本といえばなんちゃら帝国の英雄伝のラスト部分が気になるし、もう一度見なおしてみるか。先にドロシーに聞いておけばよかったともう出て行ってしまった扉を見つめ、広い図書室を見渡して絶望したあと探す作業に入る。
時間があることだし、と探し始めたお目当ての本はさっきの教科書郡の中にいとも簡単に見つけることができた。「アルケニス帝国の英雄伝」港の方の家で見つけたものと革製の表紙だったもので見逃しそうになったが同じ物だろう。最後のページを開くとこちらにも同じ文章が日本語、英語、中国語、その他が書かれてた。外国人が書き写したかのような読みづらい下手な日本語には前見た内容と同じ事が書かれている。
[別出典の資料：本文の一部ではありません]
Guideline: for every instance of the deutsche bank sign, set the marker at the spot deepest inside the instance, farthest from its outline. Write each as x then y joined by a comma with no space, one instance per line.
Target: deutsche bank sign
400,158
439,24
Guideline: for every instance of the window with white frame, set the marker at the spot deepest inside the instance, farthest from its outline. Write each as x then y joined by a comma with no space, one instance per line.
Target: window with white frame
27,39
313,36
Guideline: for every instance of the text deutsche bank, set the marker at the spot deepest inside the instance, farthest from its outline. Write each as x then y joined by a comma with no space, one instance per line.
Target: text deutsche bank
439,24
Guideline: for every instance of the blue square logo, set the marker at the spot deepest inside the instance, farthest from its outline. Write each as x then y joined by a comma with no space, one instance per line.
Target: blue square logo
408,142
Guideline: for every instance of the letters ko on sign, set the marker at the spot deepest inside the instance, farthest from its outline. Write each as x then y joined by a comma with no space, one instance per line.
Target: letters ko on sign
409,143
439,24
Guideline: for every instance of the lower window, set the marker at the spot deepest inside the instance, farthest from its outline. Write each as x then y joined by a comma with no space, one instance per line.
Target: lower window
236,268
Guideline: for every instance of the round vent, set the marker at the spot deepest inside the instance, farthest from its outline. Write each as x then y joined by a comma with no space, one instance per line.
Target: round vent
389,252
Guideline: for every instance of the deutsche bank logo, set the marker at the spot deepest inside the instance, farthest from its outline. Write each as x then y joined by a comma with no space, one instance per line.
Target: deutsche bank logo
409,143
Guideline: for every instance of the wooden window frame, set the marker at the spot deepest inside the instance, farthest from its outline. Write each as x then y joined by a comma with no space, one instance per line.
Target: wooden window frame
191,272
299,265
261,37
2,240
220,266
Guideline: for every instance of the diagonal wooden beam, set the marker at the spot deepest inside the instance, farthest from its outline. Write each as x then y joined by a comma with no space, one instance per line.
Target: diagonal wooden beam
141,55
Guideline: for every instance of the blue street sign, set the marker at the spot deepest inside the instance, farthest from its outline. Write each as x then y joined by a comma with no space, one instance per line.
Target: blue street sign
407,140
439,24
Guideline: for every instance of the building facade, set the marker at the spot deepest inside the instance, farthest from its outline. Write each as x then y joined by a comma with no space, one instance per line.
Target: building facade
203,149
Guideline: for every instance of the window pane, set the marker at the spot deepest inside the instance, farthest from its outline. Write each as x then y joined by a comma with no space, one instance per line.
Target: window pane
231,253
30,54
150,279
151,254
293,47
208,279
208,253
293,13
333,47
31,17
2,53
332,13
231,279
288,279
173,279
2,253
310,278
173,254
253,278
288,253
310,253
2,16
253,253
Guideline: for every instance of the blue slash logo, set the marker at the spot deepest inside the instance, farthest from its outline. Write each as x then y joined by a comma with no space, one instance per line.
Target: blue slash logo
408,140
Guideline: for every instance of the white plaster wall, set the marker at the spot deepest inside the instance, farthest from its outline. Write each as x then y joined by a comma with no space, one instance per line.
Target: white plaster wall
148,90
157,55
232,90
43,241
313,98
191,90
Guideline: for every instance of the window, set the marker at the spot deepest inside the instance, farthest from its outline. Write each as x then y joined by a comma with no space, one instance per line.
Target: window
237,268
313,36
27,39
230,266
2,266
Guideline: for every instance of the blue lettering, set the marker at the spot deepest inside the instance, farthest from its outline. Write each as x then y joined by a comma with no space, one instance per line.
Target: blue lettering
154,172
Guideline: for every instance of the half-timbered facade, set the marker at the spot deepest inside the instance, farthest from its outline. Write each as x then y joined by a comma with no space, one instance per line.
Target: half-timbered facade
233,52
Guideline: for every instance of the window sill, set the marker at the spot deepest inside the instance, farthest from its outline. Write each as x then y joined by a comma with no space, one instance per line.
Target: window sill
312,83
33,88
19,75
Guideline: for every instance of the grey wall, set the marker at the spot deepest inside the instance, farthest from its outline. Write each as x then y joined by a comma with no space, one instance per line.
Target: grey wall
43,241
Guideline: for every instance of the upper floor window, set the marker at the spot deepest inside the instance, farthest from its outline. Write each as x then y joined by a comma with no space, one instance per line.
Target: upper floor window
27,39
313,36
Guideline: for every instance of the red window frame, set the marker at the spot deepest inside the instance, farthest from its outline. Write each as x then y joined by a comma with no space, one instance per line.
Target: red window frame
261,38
「もしこれが読める人がいたら、アルケニス帝国の首都に来て下さい。英雄伝に書かれている事で司書に話があると王城の兵士長に言えば通すよう話がしてあります。他の人間にはこの話はしないで下さい。」
今居る帝都…多分コレに書かれている首都でいいんだよな?
多分この文章は前世の世界の人が居て、コンタクトを取ろうって事なんだろうけれどホイホイ付いて行ったら魔女狩りの様に殺されるかも知れないな。
「リリー何やってんだ?」
静かな物音一つなかった図書室に不意に背後から男の大きな声がして心臓が止まりそうになった。
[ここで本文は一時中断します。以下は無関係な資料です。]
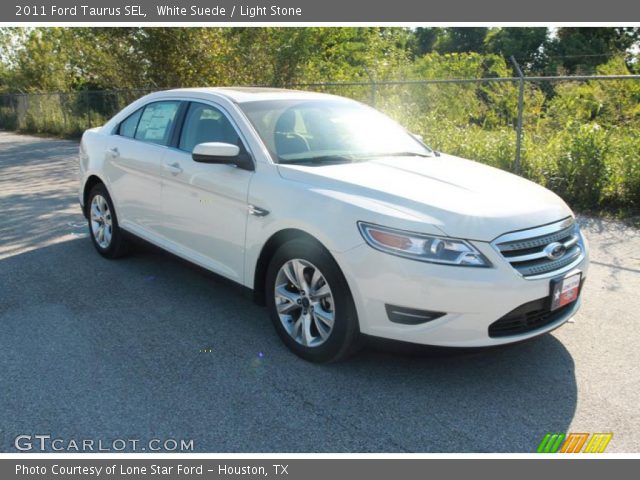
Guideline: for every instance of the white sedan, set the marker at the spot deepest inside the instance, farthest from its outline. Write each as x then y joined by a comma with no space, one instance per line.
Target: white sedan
336,217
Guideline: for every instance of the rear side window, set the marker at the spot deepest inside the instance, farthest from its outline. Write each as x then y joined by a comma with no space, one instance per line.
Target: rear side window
128,127
156,121
205,123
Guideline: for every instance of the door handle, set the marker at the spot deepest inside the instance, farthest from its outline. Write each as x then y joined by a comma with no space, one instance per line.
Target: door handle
173,168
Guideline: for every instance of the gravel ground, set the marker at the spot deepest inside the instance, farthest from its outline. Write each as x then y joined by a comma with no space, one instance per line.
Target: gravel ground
150,347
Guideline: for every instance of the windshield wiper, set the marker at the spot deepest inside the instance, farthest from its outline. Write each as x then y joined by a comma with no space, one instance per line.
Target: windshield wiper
319,160
399,154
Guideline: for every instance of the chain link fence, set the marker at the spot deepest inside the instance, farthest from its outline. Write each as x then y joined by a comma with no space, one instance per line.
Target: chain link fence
578,135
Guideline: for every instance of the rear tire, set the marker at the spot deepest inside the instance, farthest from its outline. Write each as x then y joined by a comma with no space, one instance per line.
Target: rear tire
106,235
310,304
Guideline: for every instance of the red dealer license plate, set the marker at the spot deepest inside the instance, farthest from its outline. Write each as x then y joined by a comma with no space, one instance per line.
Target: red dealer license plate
565,290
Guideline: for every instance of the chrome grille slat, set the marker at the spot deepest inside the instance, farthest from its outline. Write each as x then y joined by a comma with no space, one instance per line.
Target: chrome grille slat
525,250
536,242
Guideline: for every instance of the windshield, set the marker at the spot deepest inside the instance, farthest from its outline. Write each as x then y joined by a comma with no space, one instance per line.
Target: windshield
321,131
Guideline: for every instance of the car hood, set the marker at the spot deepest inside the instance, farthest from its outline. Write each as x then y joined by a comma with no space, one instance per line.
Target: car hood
462,198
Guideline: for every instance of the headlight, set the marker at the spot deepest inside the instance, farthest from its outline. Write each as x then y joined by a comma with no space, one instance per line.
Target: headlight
426,248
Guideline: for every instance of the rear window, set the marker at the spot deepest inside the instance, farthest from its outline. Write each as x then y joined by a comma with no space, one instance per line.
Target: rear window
156,122
128,127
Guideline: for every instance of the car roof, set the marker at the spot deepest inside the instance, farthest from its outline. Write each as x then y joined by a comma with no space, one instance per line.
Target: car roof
252,94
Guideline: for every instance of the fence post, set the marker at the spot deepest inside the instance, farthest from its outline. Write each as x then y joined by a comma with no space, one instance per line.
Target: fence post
88,110
516,164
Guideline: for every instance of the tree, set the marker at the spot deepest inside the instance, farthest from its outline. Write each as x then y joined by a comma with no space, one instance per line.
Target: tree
580,50
461,39
523,43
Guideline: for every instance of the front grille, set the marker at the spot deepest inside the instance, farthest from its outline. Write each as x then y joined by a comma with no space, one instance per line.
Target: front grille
526,318
530,252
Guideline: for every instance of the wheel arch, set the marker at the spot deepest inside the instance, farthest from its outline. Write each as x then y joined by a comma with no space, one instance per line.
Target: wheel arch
92,181
274,242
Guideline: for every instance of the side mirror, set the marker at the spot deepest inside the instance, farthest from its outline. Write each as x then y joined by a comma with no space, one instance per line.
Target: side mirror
222,153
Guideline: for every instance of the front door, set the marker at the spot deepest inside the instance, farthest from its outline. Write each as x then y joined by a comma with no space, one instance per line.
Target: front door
205,205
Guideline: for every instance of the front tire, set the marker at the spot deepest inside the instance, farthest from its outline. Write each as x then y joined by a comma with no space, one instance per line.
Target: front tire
106,235
310,303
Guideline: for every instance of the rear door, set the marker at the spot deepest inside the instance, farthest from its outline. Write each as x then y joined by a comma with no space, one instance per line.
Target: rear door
133,163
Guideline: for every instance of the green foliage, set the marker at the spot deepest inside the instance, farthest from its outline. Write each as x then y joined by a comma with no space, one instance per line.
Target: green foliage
581,139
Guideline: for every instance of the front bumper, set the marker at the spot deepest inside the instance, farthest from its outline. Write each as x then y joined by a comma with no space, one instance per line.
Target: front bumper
471,298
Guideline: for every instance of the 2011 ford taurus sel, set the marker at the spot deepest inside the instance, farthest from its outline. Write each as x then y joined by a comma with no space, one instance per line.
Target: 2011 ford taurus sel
336,217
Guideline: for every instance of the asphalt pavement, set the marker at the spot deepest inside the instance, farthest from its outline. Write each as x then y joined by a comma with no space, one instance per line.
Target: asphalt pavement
149,347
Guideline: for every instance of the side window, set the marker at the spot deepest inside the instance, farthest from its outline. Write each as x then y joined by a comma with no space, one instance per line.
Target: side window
204,123
155,122
128,127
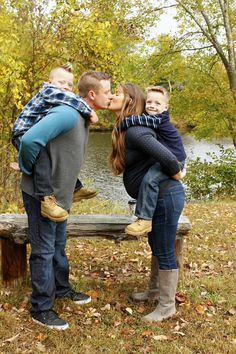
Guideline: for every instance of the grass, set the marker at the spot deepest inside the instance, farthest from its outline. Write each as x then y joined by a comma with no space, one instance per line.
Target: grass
112,323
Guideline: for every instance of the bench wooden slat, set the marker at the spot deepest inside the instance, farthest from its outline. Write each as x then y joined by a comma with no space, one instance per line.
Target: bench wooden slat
14,226
14,237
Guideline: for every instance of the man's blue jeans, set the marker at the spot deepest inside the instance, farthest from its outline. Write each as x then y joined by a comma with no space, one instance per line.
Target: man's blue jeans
48,262
165,222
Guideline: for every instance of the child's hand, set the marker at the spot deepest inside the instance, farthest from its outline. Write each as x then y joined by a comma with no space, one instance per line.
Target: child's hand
180,175
93,118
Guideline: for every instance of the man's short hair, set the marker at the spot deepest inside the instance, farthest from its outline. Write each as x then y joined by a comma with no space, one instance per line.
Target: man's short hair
161,90
90,80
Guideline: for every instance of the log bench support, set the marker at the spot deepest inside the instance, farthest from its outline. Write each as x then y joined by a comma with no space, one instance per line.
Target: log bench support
13,262
14,238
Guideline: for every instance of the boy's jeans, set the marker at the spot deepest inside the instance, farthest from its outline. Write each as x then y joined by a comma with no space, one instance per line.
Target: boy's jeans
48,262
149,190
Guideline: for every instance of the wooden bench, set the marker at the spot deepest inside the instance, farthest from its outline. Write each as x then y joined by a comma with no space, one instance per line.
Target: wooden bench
14,237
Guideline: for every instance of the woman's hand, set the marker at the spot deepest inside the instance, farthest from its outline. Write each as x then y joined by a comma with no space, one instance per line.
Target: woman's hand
180,175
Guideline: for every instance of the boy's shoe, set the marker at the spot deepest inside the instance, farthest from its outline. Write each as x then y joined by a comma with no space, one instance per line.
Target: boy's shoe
51,210
78,298
139,227
49,319
83,193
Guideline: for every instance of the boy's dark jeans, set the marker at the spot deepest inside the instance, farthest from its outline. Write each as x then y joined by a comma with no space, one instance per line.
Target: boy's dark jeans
42,172
149,190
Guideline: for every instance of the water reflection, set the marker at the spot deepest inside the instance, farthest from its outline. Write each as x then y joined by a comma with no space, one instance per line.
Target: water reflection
95,167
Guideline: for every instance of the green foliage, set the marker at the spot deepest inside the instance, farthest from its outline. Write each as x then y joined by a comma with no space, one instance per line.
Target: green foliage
211,179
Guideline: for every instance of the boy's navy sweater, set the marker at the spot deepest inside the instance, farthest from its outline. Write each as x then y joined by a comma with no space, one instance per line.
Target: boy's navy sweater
166,133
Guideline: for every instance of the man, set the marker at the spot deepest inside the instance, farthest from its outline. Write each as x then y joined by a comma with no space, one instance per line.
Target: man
48,262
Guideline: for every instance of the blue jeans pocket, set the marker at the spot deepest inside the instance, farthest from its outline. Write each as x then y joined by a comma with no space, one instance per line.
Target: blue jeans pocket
178,201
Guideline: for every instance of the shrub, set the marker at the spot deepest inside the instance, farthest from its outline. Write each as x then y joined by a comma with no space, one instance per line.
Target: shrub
214,178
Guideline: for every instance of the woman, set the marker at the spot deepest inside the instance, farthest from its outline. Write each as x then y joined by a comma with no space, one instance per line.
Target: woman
133,153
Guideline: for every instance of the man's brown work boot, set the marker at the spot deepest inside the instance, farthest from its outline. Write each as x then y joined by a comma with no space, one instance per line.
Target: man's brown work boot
83,193
51,210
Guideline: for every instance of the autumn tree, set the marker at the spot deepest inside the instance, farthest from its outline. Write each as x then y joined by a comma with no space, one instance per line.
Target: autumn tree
208,29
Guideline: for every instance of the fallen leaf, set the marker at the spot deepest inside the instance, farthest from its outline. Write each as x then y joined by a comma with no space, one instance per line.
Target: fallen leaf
129,310
106,307
141,309
180,297
40,347
116,323
9,340
93,294
200,309
232,311
179,333
147,333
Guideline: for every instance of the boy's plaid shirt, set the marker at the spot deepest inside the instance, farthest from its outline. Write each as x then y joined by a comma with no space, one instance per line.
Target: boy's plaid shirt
145,120
48,97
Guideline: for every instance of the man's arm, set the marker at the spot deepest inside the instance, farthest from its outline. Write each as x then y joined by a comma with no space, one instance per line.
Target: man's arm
145,120
59,120
55,96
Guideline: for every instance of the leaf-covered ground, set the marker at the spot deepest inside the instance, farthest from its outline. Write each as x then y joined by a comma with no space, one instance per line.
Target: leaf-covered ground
112,323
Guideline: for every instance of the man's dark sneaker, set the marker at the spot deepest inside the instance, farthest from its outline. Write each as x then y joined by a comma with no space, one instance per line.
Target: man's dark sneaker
49,319
78,298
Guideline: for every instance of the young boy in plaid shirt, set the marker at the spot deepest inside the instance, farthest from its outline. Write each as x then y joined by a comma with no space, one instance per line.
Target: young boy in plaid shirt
57,91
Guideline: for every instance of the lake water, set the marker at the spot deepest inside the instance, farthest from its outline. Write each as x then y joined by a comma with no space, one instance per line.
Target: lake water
96,169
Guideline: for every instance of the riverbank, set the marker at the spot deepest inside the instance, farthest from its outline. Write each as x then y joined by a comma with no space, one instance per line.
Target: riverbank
111,323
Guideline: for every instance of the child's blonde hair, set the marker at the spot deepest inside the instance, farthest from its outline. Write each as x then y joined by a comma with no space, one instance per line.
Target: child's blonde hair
160,89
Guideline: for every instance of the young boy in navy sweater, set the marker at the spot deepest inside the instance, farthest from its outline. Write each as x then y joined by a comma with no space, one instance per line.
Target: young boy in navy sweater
157,118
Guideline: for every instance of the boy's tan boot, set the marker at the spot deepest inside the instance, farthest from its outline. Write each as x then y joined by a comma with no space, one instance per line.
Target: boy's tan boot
139,227
51,210
152,293
83,193
168,280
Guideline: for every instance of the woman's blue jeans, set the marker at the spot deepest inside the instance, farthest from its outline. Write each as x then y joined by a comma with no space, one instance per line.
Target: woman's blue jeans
165,222
48,262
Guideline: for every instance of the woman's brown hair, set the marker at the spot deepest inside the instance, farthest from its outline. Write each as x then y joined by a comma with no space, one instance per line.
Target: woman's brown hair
134,103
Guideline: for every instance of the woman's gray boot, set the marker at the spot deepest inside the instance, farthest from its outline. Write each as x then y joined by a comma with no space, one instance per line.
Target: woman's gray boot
152,293
168,280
後ろを振り向くと少し長い茶髪を左右に分けた軽薄そうな25歳くらいの男がニヤニヤとした笑みを浮かべている。個人的に関わりたくない人物上位のお調子物タイプの人間だろう。
記憶喪失だという事を知らないで声を掛けてきた男に何だコイツ?といった視線を向けていた俺の元へ近づいてきた。
「おいおい、どうした元気無いな?恥ずかしいモンでも見ててお邪魔だったか?」
こちらの様子が何時もと違うと気づいたのかからかい気味に言ってくる。
あーいやその…と関わりづらい知り合いであろう男にどう説明しようか考えているとこっちを他所に話始める。
「1年ぶりくらいか?ネリスに引っ越してたんだったか?随分雰囲気変わったなー眠いのか?」
こっちは一言も話していないのにペラペラと話してくる。
「いや、記憶喪失でして」
なんと言うべきかわからないので説明しなくても済む万能札である記憶喪失宣言をする。
「記憶喪失?じゃあ俺もわからないのか?」
普通だったらバッサリ笑い飛ばすだろうが俺の態度が以前と全く違うからか疑い気味に聞いてくる。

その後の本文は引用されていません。